Society Magazine

"Some People Say That We Ought to Abandon the Religions We Have, Like Catholicism, and Worship Nature Instead"

Posted on the 04 February 2015 by Brutallyhonest @Ricksteroni

Love this piece by David Mills:

Our old dog eats deer poop. The neighborhood cats stalk, torture, and kill our chipmunks. The spider whose web I see in front of my window stings the butterfly caught in his web, wraps it with silk, and NatureWorshiplater comes back to eat it alive. Your knee hurts. Your eyes begin to go. Cancer cells eat up the body of your closest friend. The earth shifts suddenly, and flattens part of a crowded island, and thousands and thousands die.

There’s nature for you. It is sometimes only disgusting, like the dietary habits of our aging mutt. It’s sometimes just annoying, like your aching knee and fuzzy vision. But it is also cold, brutal, merciless. Nature is entirely selfish and utterly amoral. It’s doesn’t care about anyone’s pain. It’s soaked in the blood of the innocent.

And yet some people say that we ought to abandon the religions we have, like Catholicism, and worship nature instead. The Church is corrupt, they say, and obsessed with sex, and full of rules, and run by old men, and medieval, antiquated, and completely out of step with the modern world. But nature, nature is cool. It’s natural, for heaven’s sake. It’s pure, real, innocent.

We hear this all the time. Writing on the website of a serious English magazine, someone calling himself (or herself) “Pagan Artist” wrote in a cheerful Mary Poppins kind of way: “What is wrong with worshipping God’s creation itself? The sun, the moon, the stars, the air, the trees, the rivers, the sea — we cannot live for a day without them.”

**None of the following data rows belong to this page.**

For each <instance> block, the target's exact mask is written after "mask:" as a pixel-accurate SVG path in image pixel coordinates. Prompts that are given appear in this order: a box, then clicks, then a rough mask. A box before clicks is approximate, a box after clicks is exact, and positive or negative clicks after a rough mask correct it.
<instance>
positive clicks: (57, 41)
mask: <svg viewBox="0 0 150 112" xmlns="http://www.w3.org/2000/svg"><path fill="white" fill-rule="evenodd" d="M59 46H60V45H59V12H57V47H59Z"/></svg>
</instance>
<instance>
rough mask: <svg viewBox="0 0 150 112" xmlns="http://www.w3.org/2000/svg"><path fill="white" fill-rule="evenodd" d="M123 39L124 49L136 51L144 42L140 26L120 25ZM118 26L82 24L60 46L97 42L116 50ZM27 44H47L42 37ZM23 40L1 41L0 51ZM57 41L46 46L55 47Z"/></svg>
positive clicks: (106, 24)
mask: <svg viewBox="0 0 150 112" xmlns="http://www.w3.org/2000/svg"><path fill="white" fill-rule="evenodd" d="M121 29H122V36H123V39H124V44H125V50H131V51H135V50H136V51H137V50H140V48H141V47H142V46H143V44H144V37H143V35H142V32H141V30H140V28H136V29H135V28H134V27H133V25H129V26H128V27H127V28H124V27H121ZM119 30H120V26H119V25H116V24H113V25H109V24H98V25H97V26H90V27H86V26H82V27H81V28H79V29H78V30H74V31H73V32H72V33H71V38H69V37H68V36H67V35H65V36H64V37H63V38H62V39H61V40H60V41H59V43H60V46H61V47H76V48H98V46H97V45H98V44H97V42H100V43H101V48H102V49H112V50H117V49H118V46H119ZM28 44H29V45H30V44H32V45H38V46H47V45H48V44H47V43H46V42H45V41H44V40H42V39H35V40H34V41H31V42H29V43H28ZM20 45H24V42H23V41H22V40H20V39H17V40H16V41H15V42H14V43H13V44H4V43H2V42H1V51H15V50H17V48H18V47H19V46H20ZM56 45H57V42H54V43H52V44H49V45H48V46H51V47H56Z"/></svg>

He then explained why this made him want to worship nature and reject the god of any established religion: “For me, that makes them divine because they give us the ultimate gift of life. Organized religions on the other hand have given us nothing but death and destruction. Nature gives us life. Organized religions give us death. Which one should we hold divine and worship with reverence?”

Let us set aside the claim that “organized religions” have given the world lots of bad things and no good things. It’s just silly. Walk around any major city and note the number of hospitals with names like “Mercy Hospital” and “Our Lady of . . .” and “Beth Israel.” The modern hospital come from the medical care dispensed freely by the monks of the Middle Ages.

Note how many missions go around the world to feed the poor, build them homes, and give them health care when they’re sick. Remember those missionaries who got ebola because they kept helping people at the risk of their lives? They’re not unusual.

Look at the modern pagan’s case at its best. It claims that we ought to reverence nature because it gives us life, as Pagan Artist said. You can easily think of all sorts of wonderful things to be found in Nature with a capital “N.” The Christian would say that the wonderful things we find are wonderful gifts given us by a loving God, but let that go for a second.

The first thing to be said about this modern nature worship is that it is very, very dim. Dumb, even.

There's more

I'm a nature lover.  

I'm enthralled by sunsets and sunrises, cloud formations and rainbows, mountain views and ocean waves, snow-capped peaks and glacial vistas, all of which I've seen and experienced first hand, in person, live and in color.

The hope, something Mr. Mills is underscoring with his piece, is that they'll always point me to God... and not stand in His place.